-
17.14 Control of Ovarian Function
- The major factors controlling ovarian function are analogous to the controls described for testicular function.
- They constitute a hormonal system made up of GnRH, the anterior pituitary gland gonadotropins FSH and LH, and gonadal sex hormones—estrogen and progesterone.
- As in the male, the entire sequence of controls depends upon the pulsatile secretion of GnRH from hypothalamic neuroendocrine cells.
- In the female, however, the frequency and amplitude of these pulses change over the course of the menstrual cycle.
- Also, the responsiveness both of the anterior pituitary gland to GnRH and of the ovaries to FSH and LH changes during the cycle.
-
Patterns of hormone concentrations in systemic plasma during a normal menstrual cycle
 - (GnRH is not shown because its concentration in systemic plasma does not reflect GnRH secretion from the hypothalamus into the hypothalamo–hypophyseal portal blood vessels.)
- In Figure 17.22, the lines are plots of average daily concentrations; that is, the increases and decreases during a single day stemming from episodic secretion have been averaged.
-
FSH graph over cycle
-
- FSH increases in the early part of the follicular phase and then steadily decreases throughout the remainder of the cycle except for a small midcycle peak
-
LH graph over cycle
- LH is constant during most of the follicular phase but then shows a very large midcycle increase—the LH surge—peaking approximately 18 h before ovulation.

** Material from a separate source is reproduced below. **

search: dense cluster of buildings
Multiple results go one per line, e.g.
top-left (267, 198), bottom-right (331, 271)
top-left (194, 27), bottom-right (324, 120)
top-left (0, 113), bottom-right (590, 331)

This is followed by a rapid decrease and then a further slow decline during the luteal phase.
-
Estrogen pattern over cycle
-
- After remaining fairly low and stable for the first week, the plasma concentration of estrogen increases rapidly during the second week as the dominant ovarian follicle grows and secretes more estrogen.
- Estrogen then starts decreasing shortly before LH has peaked.
- This is followed by a second increase due to secretion by the corpus luteum and, finally, a rapid decrease during the last days of the cycle.
-
Progesterone pattern over cycle
-
- Very small amounts of progesterone are released by the ovaries during the follicular phase until just before ovulation.
- Very soon after ovulation, the developing corpus luteum begins to release large amounts of progesterone; from this point, the progesterone pattern is similar to that for estrogen.
-
Inhibin pattern over cycle
- Not shown in Figure 17.22 is the plasma concentration of inhibin.
- Its pattern is similar to that of estrogen: It increases during the late follicular phase, remains high during the luteal phase, and then decreases as the corpus luteum degenerates.
-
FSH increase at the end of cycle (16 to 1)
- There are always a number of preantral and early antral follicles in the ovary between puberty and menopause.
- Further development of the follicle beyond these stages requires stimulation by FSH.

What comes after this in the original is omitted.